Scientific dissemination and exploitation
Scientific dissemination of the results will primarily be through the publication of research papers in leading biomedical journals. In case a potential IPR, scientific publication will be done after IPR panel has decided whether patent announcement should be done prior to scientific publication or presentation.
All scientists who have contributed to the innovation, planning, performing scientific laboratory work or data handling, interpretation of data, and who have participated in the process of writing, will be co-authors in those parts of the project in which they have collaborated. The results of the project are published in scientific congresses, i.e. Annual Meetings of the European Society for Dermatological Research, European Academy of Dermatology and Venereology and European Academy of Allergology and Clinical Immunology. The results of research are published as original research reports in top peer-review journals in the fields of microbiology, immunology, autoimmunity, allergology, dermatology, cell biology, general medicine and general science. However, when possible, journals with Impact Factor of at least 20.0 will used for publication. Additionally, review articles on the research will be written, as well as book chapters for books on the area of research. A textbook from the information based on final workshop and final report on the topic may be suggested to major science book publishing houses and, if accepted, thereafter written and published. A website will be created that has open part for public, including patient and other education material, closed parts for registered collaborators, as well as fully secure internal parts with extranet features, video conference applications and social networks (see also 3.2.4. Human mobility).

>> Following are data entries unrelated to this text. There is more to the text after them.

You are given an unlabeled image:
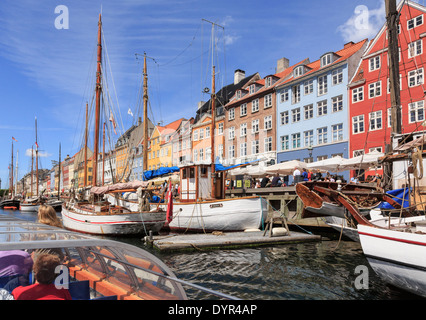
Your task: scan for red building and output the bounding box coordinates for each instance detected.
[348,1,426,177]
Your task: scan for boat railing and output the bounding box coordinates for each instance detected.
[89,250,241,300]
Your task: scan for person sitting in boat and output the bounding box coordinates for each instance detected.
[12,253,71,300]
[37,204,63,228]
[0,250,33,292]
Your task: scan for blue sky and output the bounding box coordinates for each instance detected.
[0,0,410,188]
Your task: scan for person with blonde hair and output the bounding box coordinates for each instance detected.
[37,204,63,228]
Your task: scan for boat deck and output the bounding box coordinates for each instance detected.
[145,231,321,251]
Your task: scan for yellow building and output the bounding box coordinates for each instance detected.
[148,118,185,170]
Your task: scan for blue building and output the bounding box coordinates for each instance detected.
[276,40,367,180]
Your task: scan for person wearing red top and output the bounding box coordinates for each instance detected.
[12,253,72,300]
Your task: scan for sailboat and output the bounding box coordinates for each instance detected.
[0,137,21,209]
[160,20,268,232]
[61,15,166,236]
[20,117,44,212]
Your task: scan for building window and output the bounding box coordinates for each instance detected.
[228,145,235,159]
[331,95,343,112]
[240,123,247,137]
[291,85,300,104]
[280,111,289,125]
[303,130,314,147]
[370,111,382,130]
[321,53,331,68]
[352,114,364,134]
[407,15,423,30]
[303,104,314,120]
[317,100,327,117]
[368,81,382,99]
[265,137,272,152]
[408,68,423,87]
[251,119,259,133]
[228,108,235,120]
[291,108,300,122]
[317,127,327,144]
[408,39,423,58]
[281,90,289,102]
[331,123,343,141]
[263,115,272,130]
[318,75,328,96]
[240,142,247,157]
[303,80,314,96]
[240,103,247,117]
[331,68,343,86]
[280,136,290,150]
[408,100,425,123]
[264,94,272,109]
[368,56,380,71]
[251,99,259,112]
[291,133,301,149]
[352,87,364,103]
[228,127,235,140]
[251,140,260,154]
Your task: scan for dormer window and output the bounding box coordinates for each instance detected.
[293,66,305,78]
[321,53,332,67]
[249,84,255,94]
[265,77,272,87]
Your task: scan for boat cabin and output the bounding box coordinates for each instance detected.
[179,164,225,202]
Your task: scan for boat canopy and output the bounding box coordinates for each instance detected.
[0,216,186,300]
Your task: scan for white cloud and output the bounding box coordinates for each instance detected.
[337,0,386,42]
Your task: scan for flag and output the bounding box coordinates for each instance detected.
[166,179,173,223]
[109,113,117,134]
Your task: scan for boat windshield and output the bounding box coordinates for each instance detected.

Commercial dissemination and exploitation
The call HEALTH.2010.2.4.5-2: "Infection and dysbiosis as the triggers of the development of inflammatory processes in allergies and autoimmune" diseases aims at identification of novel pathways in skin-related allergy and autoimmunity, to target and create new treatments to these chronic inflammatory diseases within spectrum of allergy and autoimmunity. Therefore, IPR matters are of paramount importance in MAARS. For this, special attention is devoted during this project on IPR matters.
The consortium will stimulate patenting of all discoveries made in the research laboratories, where compensation is given to the inventors and at the same time the findings are also made accessible to other partners. Patenting should not, however, prevent publication in scientific journals, once IPR matters have been considered and, when decided feasible, secured.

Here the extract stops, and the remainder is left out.